Et naturellement la question principale qui se pose est : qui ?
Qui a osé faire l’impensable ? Qui a fait entrer dans la vie de Monica (et par ricochets, de Louise) cette nouvelle réalité qu’on arrivait jusque là à puissamment ignorer ? Désormais tout le monde est triste, mais aussi inquiet. Tant qu’on ne sait pas qui, on ne sait pas non plus quand…
Håber du kom godt hjem fait du bon travail, dans cet épisode introductif, pour mettre en place tous les mécanismes typiques de ces situations : les devoirs ont été faits. C’est accompli avec d’autant plus de brio qu’il s’agit d’un épisode d’une demi-heure à peine, ce qui n’est pas un petit exploit.

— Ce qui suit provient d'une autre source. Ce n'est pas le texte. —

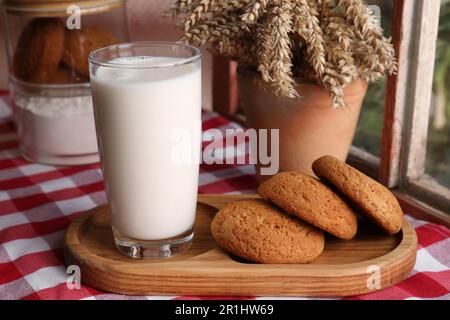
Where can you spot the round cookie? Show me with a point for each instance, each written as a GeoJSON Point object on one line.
{"type": "Point", "coordinates": [312, 201]}
{"type": "Point", "coordinates": [39, 50]}
{"type": "Point", "coordinates": [79, 43]}
{"type": "Point", "coordinates": [373, 199]}
{"type": "Point", "coordinates": [258, 231]}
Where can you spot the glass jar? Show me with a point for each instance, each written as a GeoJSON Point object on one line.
{"type": "Point", "coordinates": [48, 44]}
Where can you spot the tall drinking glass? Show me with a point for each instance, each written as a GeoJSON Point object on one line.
{"type": "Point", "coordinates": [147, 105]}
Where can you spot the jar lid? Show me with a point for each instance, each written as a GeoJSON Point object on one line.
{"type": "Point", "coordinates": [59, 7]}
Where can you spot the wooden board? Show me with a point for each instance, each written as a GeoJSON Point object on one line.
{"type": "Point", "coordinates": [344, 269]}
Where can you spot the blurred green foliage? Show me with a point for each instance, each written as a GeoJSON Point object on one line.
{"type": "Point", "coordinates": [368, 134]}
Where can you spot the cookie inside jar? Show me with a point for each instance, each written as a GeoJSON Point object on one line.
{"type": "Point", "coordinates": [48, 44]}
{"type": "Point", "coordinates": [54, 42]}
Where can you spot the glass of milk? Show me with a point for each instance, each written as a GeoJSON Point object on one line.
{"type": "Point", "coordinates": [147, 106]}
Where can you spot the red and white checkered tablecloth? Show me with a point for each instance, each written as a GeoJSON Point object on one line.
{"type": "Point", "coordinates": [37, 203]}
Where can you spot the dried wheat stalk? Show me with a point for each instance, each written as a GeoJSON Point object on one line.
{"type": "Point", "coordinates": [332, 42]}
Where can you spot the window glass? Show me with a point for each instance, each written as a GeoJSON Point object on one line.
{"type": "Point", "coordinates": [438, 149]}
{"type": "Point", "coordinates": [370, 125]}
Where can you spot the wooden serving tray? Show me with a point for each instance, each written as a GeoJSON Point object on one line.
{"type": "Point", "coordinates": [344, 269]}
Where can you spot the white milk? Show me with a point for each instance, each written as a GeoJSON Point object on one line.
{"type": "Point", "coordinates": [137, 113]}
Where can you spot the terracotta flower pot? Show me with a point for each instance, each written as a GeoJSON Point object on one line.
{"type": "Point", "coordinates": [309, 127]}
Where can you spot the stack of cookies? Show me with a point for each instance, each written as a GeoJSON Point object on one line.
{"type": "Point", "coordinates": [49, 53]}
{"type": "Point", "coordinates": [287, 224]}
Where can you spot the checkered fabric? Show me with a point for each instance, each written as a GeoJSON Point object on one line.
{"type": "Point", "coordinates": [37, 203]}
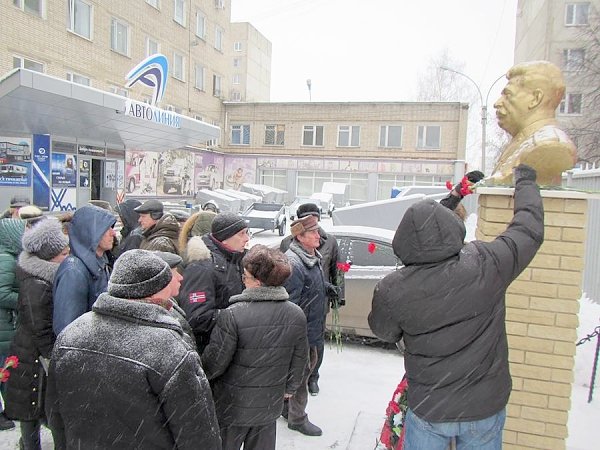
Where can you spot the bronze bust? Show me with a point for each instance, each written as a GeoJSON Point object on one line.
{"type": "Point", "coordinates": [526, 110]}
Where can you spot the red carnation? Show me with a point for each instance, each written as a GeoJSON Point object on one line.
{"type": "Point", "coordinates": [11, 361]}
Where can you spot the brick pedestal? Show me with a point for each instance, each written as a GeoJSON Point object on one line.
{"type": "Point", "coordinates": [541, 317]}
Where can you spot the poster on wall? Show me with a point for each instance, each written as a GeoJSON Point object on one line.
{"type": "Point", "coordinates": [63, 170]}
{"type": "Point", "coordinates": [141, 172]}
{"type": "Point", "coordinates": [208, 171]}
{"type": "Point", "coordinates": [239, 171]}
{"type": "Point", "coordinates": [110, 174]}
{"type": "Point", "coordinates": [15, 161]}
{"type": "Point", "coordinates": [176, 169]}
{"type": "Point", "coordinates": [84, 173]}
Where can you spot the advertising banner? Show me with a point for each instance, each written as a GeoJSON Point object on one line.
{"type": "Point", "coordinates": [41, 170]}
{"type": "Point", "coordinates": [15, 161]}
{"type": "Point", "coordinates": [64, 170]}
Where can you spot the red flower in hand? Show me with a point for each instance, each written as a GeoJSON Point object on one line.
{"type": "Point", "coordinates": [11, 361]}
{"type": "Point", "coordinates": [344, 267]}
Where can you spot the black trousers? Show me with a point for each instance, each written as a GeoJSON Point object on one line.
{"type": "Point", "coordinates": [254, 438]}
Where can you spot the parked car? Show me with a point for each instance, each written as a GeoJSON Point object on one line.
{"type": "Point", "coordinates": [301, 201]}
{"type": "Point", "coordinates": [369, 250]}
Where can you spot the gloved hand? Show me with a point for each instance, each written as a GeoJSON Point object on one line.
{"type": "Point", "coordinates": [475, 176]}
{"type": "Point", "coordinates": [524, 172]}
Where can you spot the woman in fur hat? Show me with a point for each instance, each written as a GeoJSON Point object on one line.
{"type": "Point", "coordinates": [44, 248]}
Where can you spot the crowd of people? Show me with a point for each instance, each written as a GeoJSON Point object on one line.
{"type": "Point", "coordinates": [172, 334]}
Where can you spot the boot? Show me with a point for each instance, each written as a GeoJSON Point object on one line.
{"type": "Point", "coordinates": [6, 423]}
{"type": "Point", "coordinates": [307, 428]}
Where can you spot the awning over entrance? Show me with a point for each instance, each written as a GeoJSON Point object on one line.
{"type": "Point", "coordinates": [32, 102]}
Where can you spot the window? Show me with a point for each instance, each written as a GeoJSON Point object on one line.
{"type": "Point", "coordinates": [152, 46]}
{"type": "Point", "coordinates": [24, 63]}
{"type": "Point", "coordinates": [81, 18]}
{"type": "Point", "coordinates": [118, 90]}
{"type": "Point", "coordinates": [178, 66]}
{"type": "Point", "coordinates": [78, 79]}
{"type": "Point", "coordinates": [312, 135]}
{"type": "Point", "coordinates": [240, 134]}
{"type": "Point", "coordinates": [200, 25]}
{"type": "Point", "coordinates": [217, 81]}
{"type": "Point", "coordinates": [119, 37]}
{"type": "Point", "coordinates": [31, 6]}
{"type": "Point", "coordinates": [390, 136]}
{"type": "Point", "coordinates": [571, 104]}
{"type": "Point", "coordinates": [573, 58]}
{"type": "Point", "coordinates": [577, 14]}
{"type": "Point", "coordinates": [428, 137]}
{"type": "Point", "coordinates": [274, 134]}
{"type": "Point", "coordinates": [219, 38]}
{"type": "Point", "coordinates": [348, 136]}
{"type": "Point", "coordinates": [199, 77]}
{"type": "Point", "coordinates": [179, 14]}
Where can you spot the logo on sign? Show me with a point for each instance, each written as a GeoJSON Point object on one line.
{"type": "Point", "coordinates": [152, 72]}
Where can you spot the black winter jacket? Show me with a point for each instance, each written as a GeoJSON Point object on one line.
{"type": "Point", "coordinates": [212, 275]}
{"type": "Point", "coordinates": [306, 288]}
{"type": "Point", "coordinates": [25, 389]}
{"type": "Point", "coordinates": [448, 303]}
{"type": "Point", "coordinates": [257, 352]}
{"type": "Point", "coordinates": [122, 377]}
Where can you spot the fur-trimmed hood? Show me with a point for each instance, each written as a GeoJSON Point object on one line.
{"type": "Point", "coordinates": [260, 294]}
{"type": "Point", "coordinates": [196, 250]}
{"type": "Point", "coordinates": [39, 268]}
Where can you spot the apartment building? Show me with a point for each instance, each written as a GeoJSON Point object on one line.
{"type": "Point", "coordinates": [559, 31]}
{"type": "Point", "coordinates": [370, 146]}
{"type": "Point", "coordinates": [214, 125]}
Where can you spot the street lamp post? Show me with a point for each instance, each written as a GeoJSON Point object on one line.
{"type": "Point", "coordinates": [483, 109]}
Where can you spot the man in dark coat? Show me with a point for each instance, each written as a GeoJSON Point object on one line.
{"type": "Point", "coordinates": [328, 248]}
{"type": "Point", "coordinates": [213, 273]}
{"type": "Point", "coordinates": [306, 288]}
{"type": "Point", "coordinates": [448, 303]}
{"type": "Point", "coordinates": [84, 274]}
{"type": "Point", "coordinates": [122, 375]}
{"type": "Point", "coordinates": [131, 233]}
{"type": "Point", "coordinates": [257, 353]}
{"type": "Point", "coordinates": [160, 229]}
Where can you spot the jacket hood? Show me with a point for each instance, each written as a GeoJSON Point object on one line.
{"type": "Point", "coordinates": [428, 233]}
{"type": "Point", "coordinates": [128, 216]}
{"type": "Point", "coordinates": [39, 268]}
{"type": "Point", "coordinates": [11, 232]}
{"type": "Point", "coordinates": [85, 231]}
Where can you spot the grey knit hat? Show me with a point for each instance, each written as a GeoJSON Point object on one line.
{"type": "Point", "coordinates": [227, 224]}
{"type": "Point", "coordinates": [138, 274]}
{"type": "Point", "coordinates": [45, 239]}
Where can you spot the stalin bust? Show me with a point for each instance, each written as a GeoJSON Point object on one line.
{"type": "Point", "coordinates": [526, 110]}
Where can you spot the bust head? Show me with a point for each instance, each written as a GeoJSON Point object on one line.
{"type": "Point", "coordinates": [533, 92]}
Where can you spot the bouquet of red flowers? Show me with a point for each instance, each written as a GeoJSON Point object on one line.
{"type": "Point", "coordinates": [11, 361]}
{"type": "Point", "coordinates": [392, 434]}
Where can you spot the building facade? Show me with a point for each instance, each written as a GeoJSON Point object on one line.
{"type": "Point", "coordinates": [563, 32]}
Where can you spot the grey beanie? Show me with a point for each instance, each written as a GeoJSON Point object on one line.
{"type": "Point", "coordinates": [227, 224]}
{"type": "Point", "coordinates": [45, 239]}
{"type": "Point", "coordinates": [138, 274]}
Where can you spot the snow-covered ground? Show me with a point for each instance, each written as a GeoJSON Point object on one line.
{"type": "Point", "coordinates": [357, 382]}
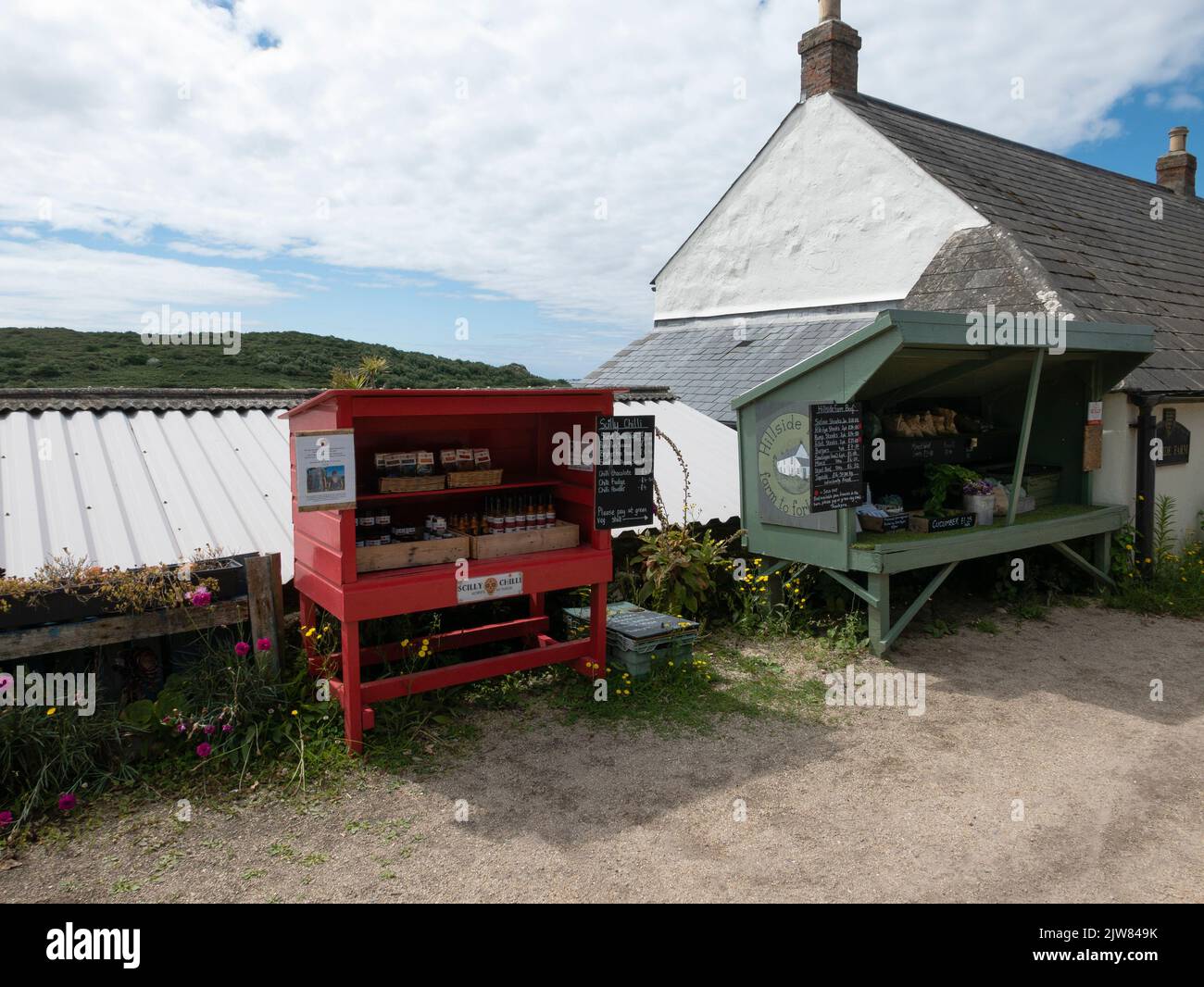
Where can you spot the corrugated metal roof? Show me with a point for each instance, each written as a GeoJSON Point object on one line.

Pour le reste, j’ai l’impression que la série met en place une enquête informelle (puisque la police n’a pas assez d’éléments en sa possession à l’heure actuelle pour déterminer grand’chose) par Louise, et en même temps, bien-sûr, une observation des retombées sur cet ensemble de personnages de ce qui est à la fois un drame personnel, et un problème collectif.
C’est pour le moment plutôt bien tourné… quand bien même il n’y a, pour le moment, rien de foncièrement nouveau pour qui s’est déjà intéressée au sujet.